So I'll weigh myself next week sometime but at the gym
I'm feeling mostly better today, minus some hunger pains. P comes home in 7 days!! Gah. I can hardly believe it. My mom is going to get me a new phone tomorrow which will be nice since my charger broke and I can get an upgrade so it'd just be better to get a new phone than get a charger for 20-30 bucks and then a new phone next month.

I have a hard time thought with my Mom buying the phone. I told her that I was sorry I couldn't afford my life. I was really trying to pay for everything that I can. But alas I'm always scraping by. I've made a budget online, this is the first month, so we'll see if it helps.

I don't know if I'll go to the gym today. I finally got sleep last night but I'm really sore and tired. I'll just continue my restricting. 110 by the end of the year seems possible now

xoxo

Monday, November 30, 2009

I've been busy

If anyone reads anymore. I've been trying to post on your blogs but I hardly ever have internet and my work computer sucks. I'm thinking of all you ladies.

I weighed myself and really felt happy with the results! I have to keep pushing it though. I won't give up. I can fit into my skinnies but I still see all the fat that needs to go bye bye. I feel more productive with myself lately and it makes a huge difference with my overall outlook. I decided to try and get more religious again. I have a new attitude and I really think I'll be able to stick with it. I love God and I love the beliefs I hold, and its nice to be surrounded by people who share the same beliefs. J and I are alright. I told him I wanted more space, not sleeping over anymore, but in the long run its for the best. My best friend will be coming home in 9 days and I still love him. I cried today after we chatted on email. I think its because today was my last chance to talk to him before I get to see him face to face. I haven't seen him in two years. Freak. I'm anxious, restless, but happy. I'm just trying to take everything one day at a time.

thin forver!!! So glad you're back. I'll post more tomorrow and try to comment on your blogs.

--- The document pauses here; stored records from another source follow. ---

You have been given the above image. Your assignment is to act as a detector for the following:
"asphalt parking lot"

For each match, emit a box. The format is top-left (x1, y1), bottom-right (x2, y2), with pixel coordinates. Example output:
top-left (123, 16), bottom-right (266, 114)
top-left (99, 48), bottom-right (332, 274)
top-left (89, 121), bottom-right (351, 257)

Thursday, November 26, 2009

Thanks Giving was Happy for me!!

I got wasted last night. I think because I've lost weight I've turned into the biggest pot head. This morning I decided I wouldn't eat thanks giving dinner. Last year I binge and purged the whole day. I didn't want a repeat. Thanks to some lovely advice from Lyndee I was asked no questions and I'm still fasting. I am proud of myself for keeping in control, avoiding the pie and everything else that I can't eat (meat ha ha, potatoes I didn't want). I put on my old skinny jeans! They are a little tight but I definitely am getting there. Sorry this post is short. Have a happy day. Thanks for the support

Monday, November 23, 2009

Dramatic day

It goes as follows:

10:00 arrived at work. Nothing to do so I just checked my email, found out my best friend will be coming home from africa in two weeks and two days! I emailed my Mom about how depressed I have been feeling.

10:30 ignored a call from my old salon manager.

11:00 called back my old boss. Yesterday(sunday) I went into the salon to retrieve my blow dryer and straightener to do my sisters hair. Well when my I got on the phone with her she freaked out. "that was breaking and entering, that was trespassing, some of my stuff is missing, now i have to pay for new locks and i want you to pay for them". My boss has a very strong personality, very strong. I agreed to pay for the locks and then I bawled to J about how I didn't have money to pay for them, how I was afraid she might sue me. I talked to my Mom who said there was no way she would win a case if she did sue me and I shouldn't have to pay for the locks.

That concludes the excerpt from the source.